Canadian Tire (CT, “Crappy Tire”) generally has the obscure electrical, household or automotive item I am looking for, reasonably priced. They have good specials and an intelligent choice of items. Most small Canadian towns have a “Crappy Tire”, I’d have to drive for an hour to go to the Home Depot. Home Depot is more expensive, and while bigger, this offers no advantage if the thing I need is at Canadian Tire as well, and cheaper. Canadian Tire does a mediocre but servicable job of car repair; small town mechanics might overcharge more and be less reliable (even though CT has mixed record in this regard). In the last year, I’ve used CT to fix the car, buy: hockey equipment, gardening tools, camping stuff, weightlifting gloves, travel generator to use foreign electrical outlets on my laptop, batteries, car equipment, mousetraps, kitchen knives, etc. Nothing major, but in our small town these items would be more expensive or harder to find at Zellers. Wal-Mart is slightly cheaper but has a poor amd less intelligent selection of some of these things. I think everyone buys hockey equipment at CT!
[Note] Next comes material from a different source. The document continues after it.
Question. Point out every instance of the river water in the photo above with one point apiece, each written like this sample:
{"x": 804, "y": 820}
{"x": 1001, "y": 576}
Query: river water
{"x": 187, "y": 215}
I have for many years seen CT publically advertise a “CT money” rebate rate of 4%. I don’t think the rebate is secret, or more complicated than that.

I recall a guy putting the "corvette tires like that on backwards. Thing only lost like… 1/100th of a g in lateral performance.

Check out Kumho’s rating on tirerack.com some day.
Either they’re the best deal in the world, or someone’s stuffing the ballot box, one.

According to a CT executive in 2000, Motomaster tires are made by all of the major tire manufacturers based on 2-3 year old models, after the OEMs have released new versions or lines of those tires (so, for instance, today’s 2006 Motomaster SuperAmazingLuxo Winter Tire might be Goodyear’s 2004 IceCutter9000). I have no idea if that’s true, though.

Canadian Tire did try to venture into the U.S. in the 80’s by buying the aforementioned White’s. That experiment failed dismally, and they have made no serious forays back into the American market since.

With regard to CT’s auto service, I’m told that in parts of Canada, especially the Maritimes and Newfoundland, CT is often the best place to get your car serviced. They have much better prices than smaller outfits can manage, and attract the best mechanics because they pay better. Again, hearsay, but seems logical.